Aslında AKP Hükûmetlerine dönüp baktığımızda hep emeğiyle geçinen işçi kesiminin aleyhine düzenlemeler olduğunu açıkça görüyoruz. Böyle olunca bu yasa tasarısında da işçiyi, emekçiyi mağdur eden anlayışı görmek çok şaşırtıcı değil. Açlık sınırının altında asgari ücret, hiçbir iş güvencesi olmayan taşeronluk sistemi, kiralık işçi yasası, işçinin kıdem tazminatında gözü olan Hükûmet, bütün bunlara baktığımızda bu yasada da işçi aleyhine düzenlemeyi görmek çok şaşırtıcı olmuyor. Bu kötü koşullarda çalışma olanağını bulmuş işçiyi anlaşmazlık durumunda da işverenle eşit olmayacak şekilde masaya oturtacağız, bir de orada mağdur edeceksiniz. Ne istiyorsunuz gerçekten bu işçiden, emekçiden? Değerli arkadaşlar, sevgili AKP milletvekilleri, sevgili Hükûmet; bu işçi, emekçi ki emekleriyle katma değerler yaratan, ülkenin millî gelirine ciddi katkı sunan işçinin, emekçinin insan onuruna yakışır, rahat bir huzurlu yaşam sürmesi için oturup hep birlikte arayış içinde olmamız gerekirken sizler bunun aksine iktidarınızca yapılan bütün düzenlemelerde işçiyi canından bezdirecek hâle getiriyorsunuz.

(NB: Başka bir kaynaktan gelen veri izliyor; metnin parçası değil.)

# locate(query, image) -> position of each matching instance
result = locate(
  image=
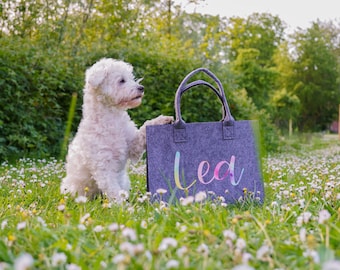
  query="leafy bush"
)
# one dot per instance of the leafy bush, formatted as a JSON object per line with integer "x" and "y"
{"x": 35, "y": 87}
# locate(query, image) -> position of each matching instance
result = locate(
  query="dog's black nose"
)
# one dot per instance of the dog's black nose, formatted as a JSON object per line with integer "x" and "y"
{"x": 141, "y": 88}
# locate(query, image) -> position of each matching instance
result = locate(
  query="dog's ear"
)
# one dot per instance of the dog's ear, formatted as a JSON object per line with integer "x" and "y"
{"x": 95, "y": 75}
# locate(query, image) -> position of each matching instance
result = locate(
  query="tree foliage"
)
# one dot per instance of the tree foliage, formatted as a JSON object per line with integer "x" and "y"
{"x": 45, "y": 47}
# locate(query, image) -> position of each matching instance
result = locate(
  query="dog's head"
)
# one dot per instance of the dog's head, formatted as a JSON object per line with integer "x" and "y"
{"x": 114, "y": 84}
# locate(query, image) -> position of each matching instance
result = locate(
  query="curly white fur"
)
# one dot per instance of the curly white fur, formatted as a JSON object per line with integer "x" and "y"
{"x": 106, "y": 136}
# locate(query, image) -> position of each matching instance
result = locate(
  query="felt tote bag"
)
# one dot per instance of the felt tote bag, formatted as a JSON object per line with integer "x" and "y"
{"x": 220, "y": 158}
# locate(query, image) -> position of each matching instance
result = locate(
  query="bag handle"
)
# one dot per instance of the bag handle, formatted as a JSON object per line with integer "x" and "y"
{"x": 184, "y": 86}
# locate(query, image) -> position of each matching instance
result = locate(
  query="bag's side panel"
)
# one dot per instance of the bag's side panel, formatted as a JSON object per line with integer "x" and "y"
{"x": 205, "y": 161}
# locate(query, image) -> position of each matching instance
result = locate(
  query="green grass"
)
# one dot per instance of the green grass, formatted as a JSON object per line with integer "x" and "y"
{"x": 46, "y": 230}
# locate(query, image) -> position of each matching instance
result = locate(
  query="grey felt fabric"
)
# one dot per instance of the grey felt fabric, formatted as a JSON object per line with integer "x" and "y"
{"x": 220, "y": 158}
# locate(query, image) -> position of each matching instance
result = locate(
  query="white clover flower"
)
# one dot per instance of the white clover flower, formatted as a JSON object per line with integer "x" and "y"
{"x": 113, "y": 227}
{"x": 144, "y": 224}
{"x": 302, "y": 235}
{"x": 331, "y": 265}
{"x": 200, "y": 196}
{"x": 148, "y": 255}
{"x": 172, "y": 264}
{"x": 21, "y": 225}
{"x": 81, "y": 227}
{"x": 58, "y": 259}
{"x": 4, "y": 224}
{"x": 127, "y": 247}
{"x": 203, "y": 249}
{"x": 41, "y": 221}
{"x": 23, "y": 262}
{"x": 73, "y": 266}
{"x": 61, "y": 207}
{"x": 187, "y": 201}
{"x": 123, "y": 194}
{"x": 243, "y": 267}
{"x": 118, "y": 259}
{"x": 263, "y": 252}
{"x": 84, "y": 218}
{"x": 306, "y": 216}
{"x": 81, "y": 199}
{"x": 240, "y": 244}
{"x": 130, "y": 234}
{"x": 229, "y": 235}
{"x": 98, "y": 228}
{"x": 182, "y": 251}
{"x": 166, "y": 243}
{"x": 324, "y": 216}
{"x": 246, "y": 257}
{"x": 312, "y": 254}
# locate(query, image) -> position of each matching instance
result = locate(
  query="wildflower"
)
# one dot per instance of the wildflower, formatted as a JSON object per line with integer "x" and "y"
{"x": 132, "y": 249}
{"x": 58, "y": 259}
{"x": 23, "y": 262}
{"x": 123, "y": 194}
{"x": 130, "y": 234}
{"x": 21, "y": 225}
{"x": 119, "y": 259}
{"x": 243, "y": 267}
{"x": 182, "y": 251}
{"x": 84, "y": 218}
{"x": 303, "y": 218}
{"x": 73, "y": 266}
{"x": 331, "y": 265}
{"x": 263, "y": 252}
{"x": 246, "y": 257}
{"x": 240, "y": 244}
{"x": 98, "y": 228}
{"x": 113, "y": 227}
{"x": 312, "y": 254}
{"x": 203, "y": 249}
{"x": 61, "y": 207}
{"x": 172, "y": 264}
{"x": 81, "y": 199}
{"x": 167, "y": 242}
{"x": 187, "y": 201}
{"x": 200, "y": 196}
{"x": 324, "y": 216}
{"x": 81, "y": 227}
{"x": 144, "y": 224}
{"x": 41, "y": 221}
{"x": 302, "y": 235}
{"x": 148, "y": 255}
{"x": 4, "y": 224}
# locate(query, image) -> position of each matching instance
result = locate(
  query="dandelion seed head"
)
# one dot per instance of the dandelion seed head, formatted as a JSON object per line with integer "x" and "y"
{"x": 200, "y": 196}
{"x": 23, "y": 262}
{"x": 172, "y": 264}
{"x": 58, "y": 259}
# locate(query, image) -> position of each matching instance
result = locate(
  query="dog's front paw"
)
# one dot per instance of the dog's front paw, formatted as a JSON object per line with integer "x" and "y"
{"x": 161, "y": 120}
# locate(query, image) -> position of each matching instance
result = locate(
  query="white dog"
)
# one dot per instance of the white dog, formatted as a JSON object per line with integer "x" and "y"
{"x": 106, "y": 137}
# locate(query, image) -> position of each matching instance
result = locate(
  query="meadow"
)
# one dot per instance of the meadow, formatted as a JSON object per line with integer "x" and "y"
{"x": 297, "y": 227}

Değerli milletvekilleri, bu yasa tasarısı yapılırken iş davalarının süresi ve yargının pahalılığı gerekçe olarak söylenmiştir. Değerli arkadaşlar, aslında bu, yargının acziyetini itiraf etmekten başka bir şey değil yani iş mahkemeleri uzun sürüyor, işçiye dönüp "İşçi kardeşim, bu davalar uzun sürer." "Ee..." "Hem de bizim sistemimizde adalet paralı ve pahalı, senin buna gücün yetmez; biz de buna bir çare bulamıyoruz." "Ee, ne yapacağız?" "En iyisi, sana ne verirlerse kabul et, git başının çaresine bak." mı diyorsunuz? Evet, aynen öyle diyorsunuz. Bu, acizliğin ve işçi karşıtlığının ifadesi değil de nedir değerli arkadaşlar? (CHP sıralarından alkışlar) Oysa hepimizin yapması gereken şu değil mi: Hızlı ve etkin bir yargıyı ülkenin huzuruna getirmek değil mi? Ve herkesin ulaşabileceği masrafta, pahalı olmayan bir yargıyı bu ülke insanlarının hak etmediğini mi düşünüyorsunuz? Oturup hepimizin, Adalet Bakanının, Adalet Bakanlığının, Komisyonun, herkesin hızlı, etkin ve ucuz bir yargıyı...

(Mikrofon otomatik cihaz tarafından kapatıldı)

MEHMET GÖKDAĞ (Devamla) - ...masraf anlamında ucuz bir yargıyı bu ülkenin gündemine getirmemiz gerekir.

Bu düşüncelerle Genel Kurulu saygıyla selamlıyorum. (CHP sıralarından alkışlar)

BAŞKAN - Teşekkür ederim Sayın Gökdağ.